Il arrive que plusieurs fonctionnaires municipaux qui ne sont pas liés directement au dossier se méprennent eux-mêmes sur le bon qualificatif à employer. Donc, ceci ne discrédite en rien son témoignage sur le fond. Mais il faut comprendre la nervosité des gens qui sont nommés lors des auditions publiques.

Malgré le fait que l'homme ait fait carrière dans l'arnaque et le mensonge, on ne peut pas dire qu'il n'est absolument pas crédible comme l'affirme Guy Chevrette qui lui a passé sa carrière dans les demi vérités de la langue de bois et dans le criage de nom à ses opposants. On le reconnaît bien dans son récent délire médiatique ( 10 ).

D'ailleurs M. Chevrette s'est montré évasif sur son intention de collaborer ou non avec les enquêteurs de la Commission. Selon les informations publiées par le journal Le Devoir, une première rencontre entre les enquêteurs et lui se serait très mal déroulée. Les avocats de M. Chevrette lui ont déconseillé de s'expliquer sur de nombreux sujets.

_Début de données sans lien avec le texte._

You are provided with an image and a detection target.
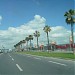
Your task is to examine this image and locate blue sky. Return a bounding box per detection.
[0,0,75,48]
[0,0,74,30]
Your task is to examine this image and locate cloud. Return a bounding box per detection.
[0,16,2,25]
[0,15,75,48]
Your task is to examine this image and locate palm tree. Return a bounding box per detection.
[64,9,75,51]
[43,25,51,50]
[29,35,33,48]
[25,37,29,50]
[34,31,40,47]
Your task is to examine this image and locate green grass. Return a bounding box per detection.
[18,51,75,59]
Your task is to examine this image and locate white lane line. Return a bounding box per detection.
[12,58,14,61]
[48,61,67,66]
[34,57,41,60]
[0,53,3,55]
[16,64,23,71]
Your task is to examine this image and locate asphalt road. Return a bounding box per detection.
[0,53,75,75]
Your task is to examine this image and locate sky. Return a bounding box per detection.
[0,0,75,48]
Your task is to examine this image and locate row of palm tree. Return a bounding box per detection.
[64,9,75,51]
[14,9,75,51]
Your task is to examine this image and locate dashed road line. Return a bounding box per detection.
[34,57,41,60]
[16,64,23,71]
[48,61,67,66]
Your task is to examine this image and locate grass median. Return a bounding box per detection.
[17,51,75,59]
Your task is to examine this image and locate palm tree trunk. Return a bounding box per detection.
[47,32,49,50]
[71,23,74,53]
[37,37,38,48]
[30,40,31,49]
[27,41,28,50]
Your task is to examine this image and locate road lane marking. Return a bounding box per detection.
[16,64,23,71]
[12,58,14,61]
[0,53,3,55]
[48,61,67,66]
[34,57,41,60]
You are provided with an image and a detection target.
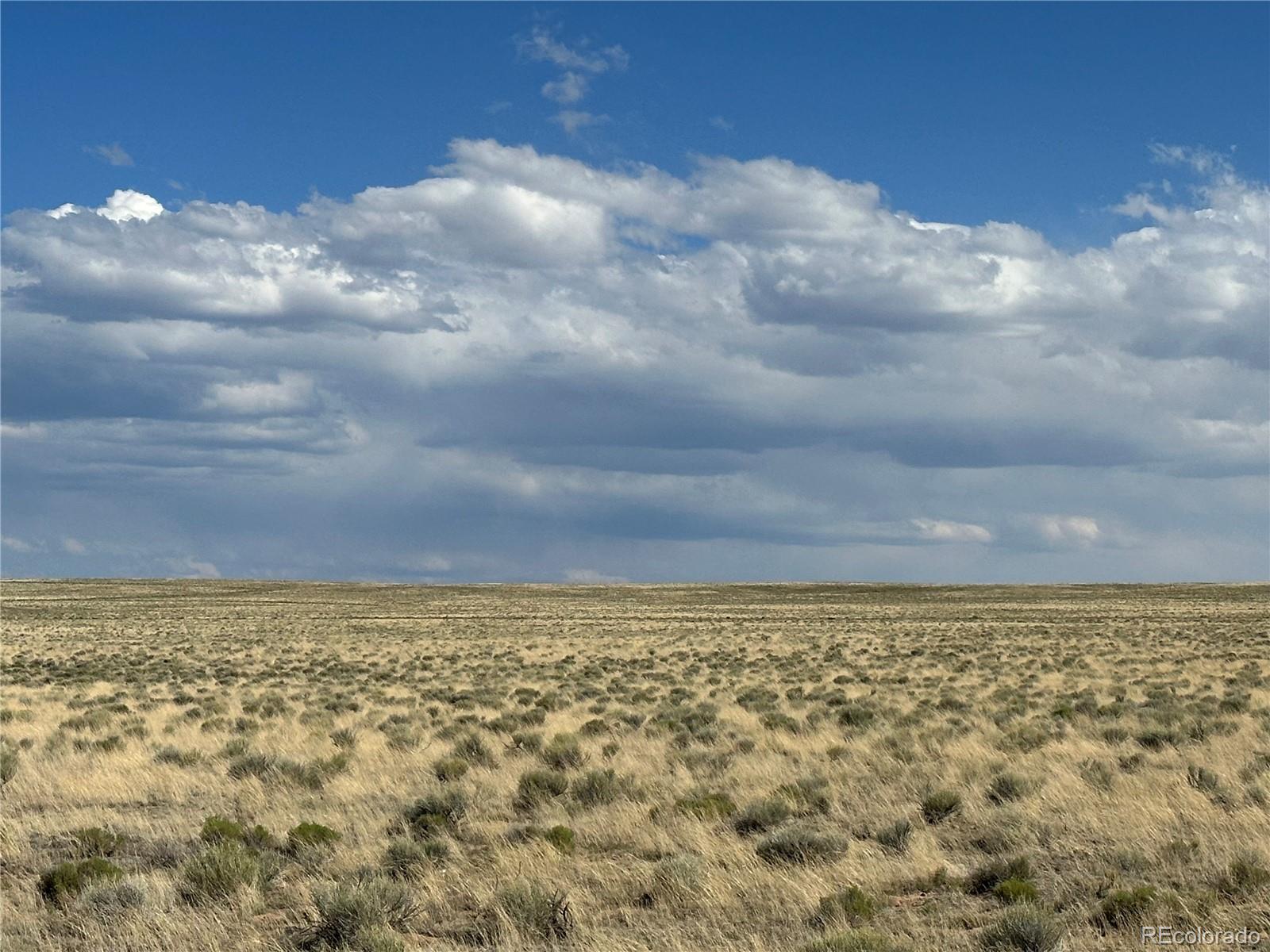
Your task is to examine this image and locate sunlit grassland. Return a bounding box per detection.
[0,582,1270,952]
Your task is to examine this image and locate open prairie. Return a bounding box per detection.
[0,582,1270,952]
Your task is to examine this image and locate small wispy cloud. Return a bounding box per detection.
[0,536,36,552]
[551,109,608,136]
[517,27,631,75]
[517,27,631,119]
[542,72,591,106]
[84,142,136,165]
[564,569,630,585]
[912,519,992,542]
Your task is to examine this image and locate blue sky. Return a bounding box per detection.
[0,2,1270,580]
[4,4,1270,244]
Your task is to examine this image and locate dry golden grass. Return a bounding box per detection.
[0,582,1270,952]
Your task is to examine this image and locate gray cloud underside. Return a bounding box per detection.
[2,141,1270,579]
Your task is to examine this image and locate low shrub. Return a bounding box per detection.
[811,886,876,928]
[495,880,576,941]
[992,880,1037,905]
[1217,853,1270,896]
[987,773,1031,806]
[732,797,794,836]
[405,789,468,839]
[874,820,913,853]
[40,857,123,903]
[432,757,470,783]
[922,789,961,827]
[383,839,451,880]
[542,825,578,855]
[294,877,421,952]
[979,905,1064,952]
[675,792,737,820]
[538,734,587,770]
[965,855,1033,896]
[513,770,569,810]
[754,823,847,863]
[80,878,150,919]
[198,815,246,844]
[799,929,904,952]
[71,827,127,858]
[287,821,343,854]
[1094,886,1156,929]
[176,843,262,904]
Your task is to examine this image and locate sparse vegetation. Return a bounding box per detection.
[0,582,1270,952]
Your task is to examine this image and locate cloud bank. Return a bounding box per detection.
[2,140,1270,580]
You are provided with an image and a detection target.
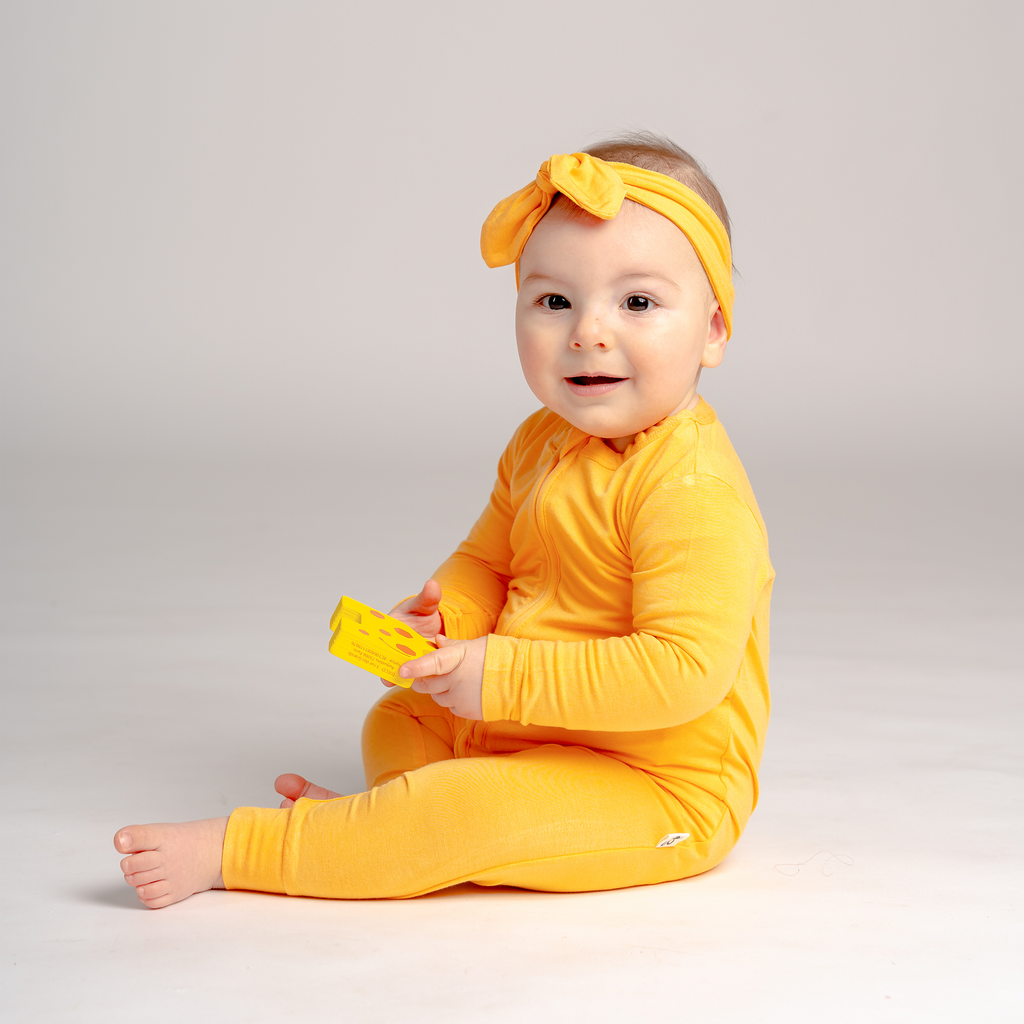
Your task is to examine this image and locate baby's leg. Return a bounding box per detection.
[223,744,738,899]
[114,818,227,910]
[362,686,456,788]
[273,687,455,807]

La Commission affirme que les gros éléments d'un témoignage sont normalement vérifiés avant les audiences. Il y aura probablement des compléments d'enquêtes sur les affirmations du témoin, qui sont contredites par d'autres acteurs.

Guy Chevrette, ex-directeur du Conseil des industries forestières du Québec et député provincial de plusieurs circonscriptions de la Région Lanaudière

Gilles Cloutier accuse en outre Guy Chevrette d’avoir trempé dans une « magouille » dans le projet du prolongement de la route 125 entre Saint-Donat et Lac-Supérieur.

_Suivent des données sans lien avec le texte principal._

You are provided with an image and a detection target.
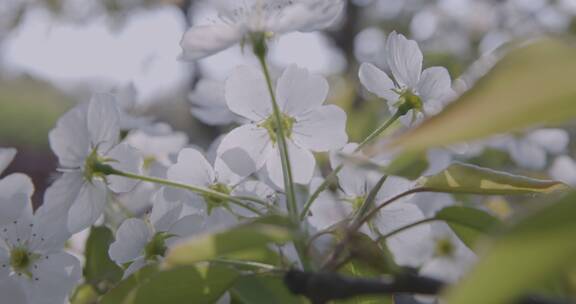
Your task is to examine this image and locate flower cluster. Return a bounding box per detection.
[0,0,576,304]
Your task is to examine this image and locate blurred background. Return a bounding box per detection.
[0,0,576,204]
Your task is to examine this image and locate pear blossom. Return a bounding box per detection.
[549,155,576,187]
[45,94,141,233]
[420,223,477,283]
[167,148,275,229]
[489,128,570,170]
[108,190,204,278]
[180,0,344,60]
[218,65,348,187]
[330,143,430,267]
[188,79,239,125]
[359,32,454,125]
[0,154,81,304]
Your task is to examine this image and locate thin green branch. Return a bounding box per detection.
[300,111,404,221]
[109,169,264,215]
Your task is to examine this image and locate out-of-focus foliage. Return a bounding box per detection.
[392,40,576,150]
[447,193,576,304]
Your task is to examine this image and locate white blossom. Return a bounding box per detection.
[188,79,239,125]
[45,94,141,233]
[218,66,348,187]
[167,148,275,229]
[108,191,204,278]
[0,153,81,304]
[180,0,344,60]
[330,143,430,267]
[359,32,454,125]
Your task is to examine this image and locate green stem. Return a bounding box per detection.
[378,217,440,242]
[109,169,263,215]
[300,111,404,221]
[258,55,298,219]
[210,259,286,272]
[254,46,311,270]
[354,111,404,148]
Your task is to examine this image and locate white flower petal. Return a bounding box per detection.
[0,270,26,304]
[167,148,215,187]
[108,218,152,264]
[87,94,120,152]
[292,105,348,152]
[550,155,576,187]
[122,256,146,280]
[375,202,431,267]
[276,65,329,118]
[386,32,423,88]
[509,139,546,170]
[27,252,82,303]
[0,173,34,226]
[68,180,107,233]
[358,63,398,103]
[266,140,316,189]
[150,195,182,231]
[268,0,344,33]
[106,143,142,193]
[168,214,204,240]
[217,124,274,176]
[526,129,570,154]
[417,67,452,102]
[48,104,90,168]
[225,66,272,121]
[188,79,239,125]
[0,148,16,174]
[180,24,243,60]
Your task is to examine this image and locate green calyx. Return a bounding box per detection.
[204,183,232,214]
[350,196,366,210]
[248,32,274,58]
[434,238,456,257]
[84,148,116,181]
[396,90,422,116]
[144,232,173,260]
[259,113,296,143]
[10,247,38,277]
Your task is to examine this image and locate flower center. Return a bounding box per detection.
[396,89,422,115]
[204,183,232,214]
[10,247,39,277]
[434,238,456,257]
[144,232,172,260]
[259,113,296,143]
[84,148,114,181]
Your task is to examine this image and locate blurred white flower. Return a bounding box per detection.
[359,32,454,125]
[218,66,348,187]
[166,148,275,229]
[550,155,576,187]
[108,191,204,278]
[489,129,570,170]
[180,0,344,60]
[0,174,81,304]
[188,79,239,125]
[420,223,476,283]
[330,143,430,267]
[44,94,141,233]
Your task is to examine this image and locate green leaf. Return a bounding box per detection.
[419,163,568,195]
[134,265,238,304]
[390,40,576,151]
[165,218,294,266]
[84,226,123,292]
[230,275,307,304]
[70,284,98,304]
[446,192,576,304]
[99,265,158,304]
[435,206,502,249]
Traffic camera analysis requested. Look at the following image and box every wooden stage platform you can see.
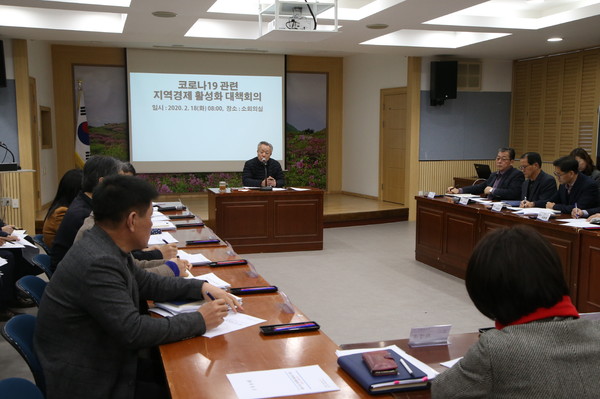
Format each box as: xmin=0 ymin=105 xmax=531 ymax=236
xmin=35 ymin=193 xmax=408 ymax=233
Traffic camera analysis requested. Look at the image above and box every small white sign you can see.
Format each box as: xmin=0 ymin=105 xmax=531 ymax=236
xmin=408 ymin=324 xmax=452 ymax=347
xmin=492 ymin=202 xmax=504 ymax=212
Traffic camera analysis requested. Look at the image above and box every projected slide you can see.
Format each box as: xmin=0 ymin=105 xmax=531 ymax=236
xmin=129 ymin=72 xmax=284 ymax=172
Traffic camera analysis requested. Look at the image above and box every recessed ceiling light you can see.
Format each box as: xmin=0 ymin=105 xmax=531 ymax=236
xmin=152 ymin=11 xmax=177 ymax=18
xmin=367 ymin=24 xmax=389 ymax=29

«Il a fait de la magouille, le ministre (Guy Chevrette)», a affirmé Gilles Cloutier qui a tenu à tirer ça au clair avant de quitter la barre de la commission Charbonneau. «J'ai fait de la collusion et de la corruption. Je me suis servi du ministre», a-t-il laissé tomber en faisant référence au projet de construction d'une route de 31 km entre Saint-Donat et Lac-Supérieur. ( 18 )

C'est dans ce cadre qu'un grand ami du ministre aurait servi d'intermédiaire dans l'affaire qui date de 2001.

En échange d'un voyage?

Cet ami, Gilles Beaulieu, aurait réclamé par moins de 100 000$ à Roche afin d'ouvrir toutes grandes les portes du bureau de M. Chevrette, alors ministre des Transports, toujours selon les dires du témoin.

La somme devait servir à payer un voyage de cinq semaines à M. Beaulieu, M. Chevrette et leurs épouses, a cru comprendre le témoin à l'époque.

M. Cloutier affirme avoir remis 25 000$ lui-même à M. Beaulieu.

 La route 125 entre Saint-Donat et Lac-Supérieur

Il n'a toutefois jamais eu la confirmation que l'ami de M. Chevrette avait mis la main sur le reste du montant. Le témoin avoue du même souffle n'avoir jamais discuté argent avec M. Chevrette.

Défaire les «magouilles» des autres

Dans ce dossier, M. Cloutier a troqué une magouille contre une autre. Avant même d'imaginer une combine pour mettre la main sur le fameux contrat, M. Cloutier s'est vu contraint de se débarrasser de ses compétiteurs. L'ex-vice-président de Roche avait fait savoir au ministre Chevrette qu'avant même que l'appel d'offres ne soit lancé, des entrepreneurs de la région avaient été vus célébrant leur victoire dans un restaurant, en compagnie du député péquiste Claude Cousineau de la circonscription de Bertrand dans les Laurentides.

Pour arriver à ses fins, M. Cloutier s'est d'abord plaint des magouilles de ses adversaires auprès de M. Beaulieu. Ce dernier en aurait informé M. Chevrette. Le ministre aurait alors voulu remédier à la situation, d'après le témoin. C'est alors que M. Cloutier dit avoir suggéré à M. Chevrette de modifier le processus de sélection de la firme gagnante.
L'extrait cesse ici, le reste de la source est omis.